ExtractFromIMGT extracts specified fields from an IMGT or IgBLASTPlus tab-separated file. Results are provided in FASTA format. Multiple fields can be concatenated, for example CDR1-IMGT+FR2-IMGT+CDR2-IMGT. Options allow the output to be limited to complete fields, and to a specific V-germline or allele.
python ExtractFromIMGT.py [-h] [-g V-GERMLINE] [-d D-GERMLINE] [-j J-GERMLINE] [-p] [-u] [-s] [-t CHAINTYPE]
[-c] [--fr1_lim FR1_LIM] [--fr4_lim FR4_LIM] [-v]
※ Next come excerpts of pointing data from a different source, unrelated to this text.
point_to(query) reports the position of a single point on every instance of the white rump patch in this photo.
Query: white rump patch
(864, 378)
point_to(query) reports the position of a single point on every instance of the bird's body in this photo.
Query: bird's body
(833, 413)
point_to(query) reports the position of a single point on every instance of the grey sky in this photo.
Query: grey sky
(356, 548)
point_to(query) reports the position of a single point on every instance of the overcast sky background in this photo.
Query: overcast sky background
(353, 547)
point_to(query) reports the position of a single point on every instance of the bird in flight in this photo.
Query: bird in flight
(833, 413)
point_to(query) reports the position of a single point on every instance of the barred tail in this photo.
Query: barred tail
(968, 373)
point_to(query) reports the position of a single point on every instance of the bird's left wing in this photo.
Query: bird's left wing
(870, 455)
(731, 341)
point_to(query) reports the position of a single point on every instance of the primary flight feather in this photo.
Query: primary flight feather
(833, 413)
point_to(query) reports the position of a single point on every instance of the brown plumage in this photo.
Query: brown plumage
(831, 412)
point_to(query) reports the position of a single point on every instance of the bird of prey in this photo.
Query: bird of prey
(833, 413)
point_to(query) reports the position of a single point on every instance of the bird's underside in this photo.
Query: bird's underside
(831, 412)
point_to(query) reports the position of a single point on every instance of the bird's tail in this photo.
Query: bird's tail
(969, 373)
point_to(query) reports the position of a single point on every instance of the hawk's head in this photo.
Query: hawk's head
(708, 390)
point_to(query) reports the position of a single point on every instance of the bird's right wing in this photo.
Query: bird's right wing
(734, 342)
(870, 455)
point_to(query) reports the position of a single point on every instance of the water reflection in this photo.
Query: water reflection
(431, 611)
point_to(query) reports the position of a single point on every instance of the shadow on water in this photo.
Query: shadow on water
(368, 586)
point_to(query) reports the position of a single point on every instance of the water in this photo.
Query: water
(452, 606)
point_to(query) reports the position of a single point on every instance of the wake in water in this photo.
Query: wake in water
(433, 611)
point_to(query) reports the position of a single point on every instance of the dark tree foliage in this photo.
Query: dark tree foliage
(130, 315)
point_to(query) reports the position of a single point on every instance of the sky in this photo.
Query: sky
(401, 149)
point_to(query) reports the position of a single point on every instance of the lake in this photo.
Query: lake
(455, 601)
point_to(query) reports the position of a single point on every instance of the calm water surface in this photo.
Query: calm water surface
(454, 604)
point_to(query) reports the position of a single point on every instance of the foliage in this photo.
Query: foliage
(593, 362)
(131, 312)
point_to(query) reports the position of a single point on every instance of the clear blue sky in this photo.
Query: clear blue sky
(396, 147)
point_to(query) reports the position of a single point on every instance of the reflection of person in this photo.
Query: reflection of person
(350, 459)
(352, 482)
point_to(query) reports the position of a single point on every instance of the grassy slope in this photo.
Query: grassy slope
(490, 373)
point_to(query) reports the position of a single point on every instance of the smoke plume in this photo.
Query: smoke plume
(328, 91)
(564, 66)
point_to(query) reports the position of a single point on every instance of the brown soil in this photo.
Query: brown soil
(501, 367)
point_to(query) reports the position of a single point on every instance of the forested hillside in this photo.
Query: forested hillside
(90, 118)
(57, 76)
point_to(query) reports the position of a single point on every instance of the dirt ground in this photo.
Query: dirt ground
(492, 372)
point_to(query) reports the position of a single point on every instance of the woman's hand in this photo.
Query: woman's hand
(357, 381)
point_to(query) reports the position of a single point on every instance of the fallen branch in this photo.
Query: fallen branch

analysis_file required_fields outfile
Argument | Meaning |
---|---|
analysis_file |
The tab-separated input file produced by IMGT or IgBLASTPlus. The file may include either nucleotide or AA sequences. In the case of IMGT/HighV-Quest, the file should be the gapped or ungapped nt-sequences or AA-sequences file. In the case of IMGT/V-Quest, the corresponding tabs of the Excel file can be saved as tab-separated variable files. |
required_fields |
Column headers of fields to include in the output, in order, separated by + (e.g. CDR1-IMGT+FR2-IMGT) |
outfile |
Pathname of the output file. |
[-g GERMLINE] |
Only records matched against the specified V-germline will be included. If the analysis file lists several possible V-germlines for a sequence, the record will be included if any of them match. The specified match can be a substring, for example HV1S45* will match IGHV1S45*01, IGHV1S45*02 , etc. |
[-d GERMLINE] |
Only records matched against the specified D-germline will be included. If the analysis file lists several possible V-germlines for a sequence, the record will be included if any of them match. The specified match can be a substring, for example HV1S45* will match IGHV1S45*01, IGHV1S45*02 , etc. |
[-j GERMLINE] |
Only records matched against the specified J-germline will be included. If the analysis file lists several possible V-germlines for a sequence, the record will be included if any of them match. The specified match can be a substring, for example HV1S45* will match IGHV1S45*01, IGHV1S45*02 , etc. |
[-p] |
Restrict the output to sequences that are classed productive in the Functionality column |
[-u] |
Exclude extracts that include an unknown (N) nucleotide (applicable to nucleotide sequence files only) |
[-s] |
Exclude extracts that include stop codons (applicable to amino acid sequence files only) |
[-t CHAINTYPE] |
Only include sequences from the specified Chain Type (this is applicable to IgBLASTPlus files only, as IMGT files are always restricted to a specific Chain Type. |
[-c] |
Only include records with fields that are complete. This is achieved by checking that neighbouring fields are nonblank: for example if CDR2-IMGT is required, records will only be included if FR1-IMGT and FR2-IMGT are nonblank. |
[--fr1_lim FR1_LIM] |
Only include records if they contain at least FR1_LIM nucleotides or residues in FR1-IMGT, and truncate the included FR1-IMGT field to that length if it is specified as a required field. This provides a means to trim sequences at the 5' end while restricting output to sequences that are complete at the 5' end. |
[--fr4_lim FR4_LIM] |
Only include records if they contain at least FR4_LIM nucleotides or residues in FR4-IMGT, and truncate the FR4-IMGT field to that length if it is specified as a required field. This provides a means to trim sequences at the 5' end while restricting output to sequences that are complete at the 5' end. This is only applicable to IgBLASTPlus output, as IMGT analysis does not include FR4-IMGT. |
[-v] |
Provide diagnostic output. |
[-h] |
Provide a help message and exit |
outfile
will be a FASTA file containing the required extracted sequences.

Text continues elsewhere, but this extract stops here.